I am currently trying to run a bootstrap analysis on some data where the end result is to get bootstrap confidence intervals around proportions of count data.
For example, my current data that I am trying to bootstrap will take this form (character):
> foo
notes
1 a
2 b
3 c
4 c
5 b
6 c
7 b
8 c
9 a
10 a
11 c
12 b
13 d
14 e
15 f
16 f
17 g
18 a
19 b
20 c
21 c
Which you can get here with dput()
structure(list(notes = c("a", "b", "c", "c", "b", "c", "b", "c",
"a", "a", "c", "b", "d", "e", "f", "f", "g", "a", "b", "c", "c"
)), class = "data.frame", row.names = c(NA, -21L))
In trying to set up a function that will output a named vector similar to what is needed for the boot package to run properly ( see example here), I have composed the following function that uses dplyr
code:
library(dplyr)
notes_bootstrap <- function(d, i){
# get global set
global_set <- d %>% distinct()
# take random rows
sampler <- d#[i,]
proportion_table <- sampler %>%
count(.data$notes) %>%
mutate(proportion = n/sum(n)) %>%
ungroup()
# combine with full set to turn NAs to 0s
combined_table <- proportion_table %>% full_join(global_set)
final_table <- combined_table %>%
select(-n) %>%
mutate(proportion = if_else(is.na(proportion),0,proportion))
output <- setNames(final_table$proportion, final_table$notes)
return(output)
}
And when this version of the function is run with boot()
, it runs just fine with the critical problem of it just sampling the entire dataset (not doing a bootstrap because of the commented out portion of the code). If you run this, you'll see every estimate is the same.

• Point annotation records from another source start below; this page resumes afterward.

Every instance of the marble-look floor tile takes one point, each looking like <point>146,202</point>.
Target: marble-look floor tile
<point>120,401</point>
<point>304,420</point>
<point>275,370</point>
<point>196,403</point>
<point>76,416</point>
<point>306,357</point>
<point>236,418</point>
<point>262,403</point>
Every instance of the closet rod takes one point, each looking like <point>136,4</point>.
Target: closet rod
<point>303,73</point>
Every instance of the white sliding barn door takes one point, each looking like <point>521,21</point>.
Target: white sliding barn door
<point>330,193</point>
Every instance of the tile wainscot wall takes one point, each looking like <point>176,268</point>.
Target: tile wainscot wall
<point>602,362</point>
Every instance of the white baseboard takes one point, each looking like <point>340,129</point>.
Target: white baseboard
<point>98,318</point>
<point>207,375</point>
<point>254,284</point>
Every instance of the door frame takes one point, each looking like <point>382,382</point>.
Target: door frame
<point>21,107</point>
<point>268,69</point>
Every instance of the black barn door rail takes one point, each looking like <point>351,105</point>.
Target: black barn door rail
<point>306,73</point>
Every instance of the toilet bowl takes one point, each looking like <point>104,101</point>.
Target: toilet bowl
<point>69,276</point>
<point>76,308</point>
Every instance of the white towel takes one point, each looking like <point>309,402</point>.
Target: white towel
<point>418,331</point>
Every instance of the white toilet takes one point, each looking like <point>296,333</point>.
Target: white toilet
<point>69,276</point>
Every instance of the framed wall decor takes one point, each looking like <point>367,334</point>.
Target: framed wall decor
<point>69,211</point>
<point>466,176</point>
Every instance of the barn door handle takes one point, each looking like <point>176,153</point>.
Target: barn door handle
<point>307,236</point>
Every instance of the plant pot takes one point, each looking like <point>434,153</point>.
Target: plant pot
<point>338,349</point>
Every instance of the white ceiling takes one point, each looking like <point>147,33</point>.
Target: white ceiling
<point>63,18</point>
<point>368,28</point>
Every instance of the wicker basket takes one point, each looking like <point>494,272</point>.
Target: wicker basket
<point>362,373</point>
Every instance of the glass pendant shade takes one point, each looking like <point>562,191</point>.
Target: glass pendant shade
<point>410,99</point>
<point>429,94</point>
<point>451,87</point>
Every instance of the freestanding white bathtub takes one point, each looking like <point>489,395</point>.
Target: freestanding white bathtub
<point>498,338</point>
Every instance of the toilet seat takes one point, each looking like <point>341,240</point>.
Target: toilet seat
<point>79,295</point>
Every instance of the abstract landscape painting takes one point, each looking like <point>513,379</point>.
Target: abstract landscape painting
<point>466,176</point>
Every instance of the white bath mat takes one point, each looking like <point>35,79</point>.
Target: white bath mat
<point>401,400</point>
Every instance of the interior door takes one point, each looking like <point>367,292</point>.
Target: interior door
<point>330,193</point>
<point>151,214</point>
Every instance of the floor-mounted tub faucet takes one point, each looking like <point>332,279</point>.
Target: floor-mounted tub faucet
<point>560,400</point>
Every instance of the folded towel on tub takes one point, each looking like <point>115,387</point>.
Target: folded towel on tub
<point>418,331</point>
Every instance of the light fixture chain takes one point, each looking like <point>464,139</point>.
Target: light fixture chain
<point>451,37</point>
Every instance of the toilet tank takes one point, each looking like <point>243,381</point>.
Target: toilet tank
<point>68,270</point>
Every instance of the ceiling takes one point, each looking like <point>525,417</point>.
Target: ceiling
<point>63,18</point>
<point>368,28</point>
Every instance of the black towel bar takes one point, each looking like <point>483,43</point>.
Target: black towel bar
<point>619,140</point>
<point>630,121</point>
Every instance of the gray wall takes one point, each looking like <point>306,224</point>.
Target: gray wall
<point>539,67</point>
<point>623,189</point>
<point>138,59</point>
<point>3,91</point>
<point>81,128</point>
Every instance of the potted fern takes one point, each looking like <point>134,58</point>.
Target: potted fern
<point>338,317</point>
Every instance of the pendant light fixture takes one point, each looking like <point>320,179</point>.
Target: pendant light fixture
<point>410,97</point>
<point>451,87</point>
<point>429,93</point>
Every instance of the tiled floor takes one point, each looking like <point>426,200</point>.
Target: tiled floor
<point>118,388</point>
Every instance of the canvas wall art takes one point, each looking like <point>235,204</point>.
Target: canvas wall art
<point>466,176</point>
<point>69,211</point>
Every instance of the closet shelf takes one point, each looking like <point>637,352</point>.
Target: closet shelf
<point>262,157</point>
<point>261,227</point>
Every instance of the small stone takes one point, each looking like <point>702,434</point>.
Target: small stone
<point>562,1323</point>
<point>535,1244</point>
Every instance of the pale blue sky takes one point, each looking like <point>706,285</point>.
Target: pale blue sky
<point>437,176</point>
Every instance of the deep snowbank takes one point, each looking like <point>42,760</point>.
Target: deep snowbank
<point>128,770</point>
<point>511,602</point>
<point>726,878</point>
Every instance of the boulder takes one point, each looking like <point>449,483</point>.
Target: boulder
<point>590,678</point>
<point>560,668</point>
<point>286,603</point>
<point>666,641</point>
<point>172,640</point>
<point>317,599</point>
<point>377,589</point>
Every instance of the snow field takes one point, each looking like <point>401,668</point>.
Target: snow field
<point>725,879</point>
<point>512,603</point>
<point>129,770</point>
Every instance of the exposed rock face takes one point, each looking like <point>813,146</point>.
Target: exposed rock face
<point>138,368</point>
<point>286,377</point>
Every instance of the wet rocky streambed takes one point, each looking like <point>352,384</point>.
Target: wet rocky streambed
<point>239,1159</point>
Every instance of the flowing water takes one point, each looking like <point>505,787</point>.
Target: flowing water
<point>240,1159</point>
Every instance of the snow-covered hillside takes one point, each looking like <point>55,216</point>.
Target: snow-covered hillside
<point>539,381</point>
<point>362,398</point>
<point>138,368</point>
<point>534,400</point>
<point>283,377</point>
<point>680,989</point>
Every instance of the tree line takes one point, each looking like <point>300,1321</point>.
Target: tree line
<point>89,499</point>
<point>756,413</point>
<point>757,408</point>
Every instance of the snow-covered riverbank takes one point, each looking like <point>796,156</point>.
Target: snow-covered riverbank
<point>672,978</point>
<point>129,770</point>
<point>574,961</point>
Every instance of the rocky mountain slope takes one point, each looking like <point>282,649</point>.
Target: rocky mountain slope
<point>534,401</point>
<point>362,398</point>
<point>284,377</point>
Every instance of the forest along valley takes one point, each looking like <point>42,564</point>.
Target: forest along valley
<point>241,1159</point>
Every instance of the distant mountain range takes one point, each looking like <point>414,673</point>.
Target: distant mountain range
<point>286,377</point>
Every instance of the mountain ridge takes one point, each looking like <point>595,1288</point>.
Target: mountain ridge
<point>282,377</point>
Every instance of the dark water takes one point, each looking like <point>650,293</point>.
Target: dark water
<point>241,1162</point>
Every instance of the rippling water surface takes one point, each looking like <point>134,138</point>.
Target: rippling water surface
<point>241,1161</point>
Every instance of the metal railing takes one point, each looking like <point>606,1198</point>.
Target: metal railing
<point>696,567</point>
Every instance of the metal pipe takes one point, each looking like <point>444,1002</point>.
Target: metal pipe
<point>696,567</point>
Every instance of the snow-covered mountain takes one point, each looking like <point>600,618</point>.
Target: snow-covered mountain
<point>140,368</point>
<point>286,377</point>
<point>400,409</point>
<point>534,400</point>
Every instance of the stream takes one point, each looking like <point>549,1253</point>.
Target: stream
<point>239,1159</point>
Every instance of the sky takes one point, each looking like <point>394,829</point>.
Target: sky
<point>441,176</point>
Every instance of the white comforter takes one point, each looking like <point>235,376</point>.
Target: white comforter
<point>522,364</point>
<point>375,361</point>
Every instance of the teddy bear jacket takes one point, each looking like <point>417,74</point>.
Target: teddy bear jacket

bootstrap_analysis <- boot(foo, notes_bootstrap, R = 100)
bootstrap_analysis$t
If I do run the function with the portion that randomly subsets the variables for the bootstrap analysis, as in the code below (same as above but comment removed):
notes_bootstrap <- function(d, i){
# get global set
global_set <- d %>% distinct()
# take random rows
sampler <- d[i,]
proportion_table <- sampler %>%
count(.data$notes) %>%
mutate(proportion = n/sum(n)) %>%
ungroup()
# combine with full set to turn NAs to 0s
combined_table <- proportion_table %>% full_join(global_set)
final_table <- combined_table %>%
select(-n) %>%
mutate(proportion = if_else(is.na(proportion),0,proportion))
output <- setNames(final_table$proportion, final_table$notes)
return(output)
}
Then I get the following error:
> bootstrap_analysis <- boot(foo, notes_bootstrap, R = 100)
Error in UseMethod("group_by_") :
no applicable method for 'group_by_' applied to an object of class "character"
A solution to the problem would be for this code to run so the bootstrap analysis works as written (possibly a tidy evaluation problem?) or for someone to suggest a more efficient way doing this bootstrap analysis in general.
sampler <- d[i,, drop = FALSE]
. Extraction defaults to simplifying to the least possible dimensions and sinced
is just one column, the result ofd[i,]
is a character vector, not a df. Also, when bootstrapping, set the RNG seed in order to make the results reproducible,set.seed(<integer>)
. – Rui Barradas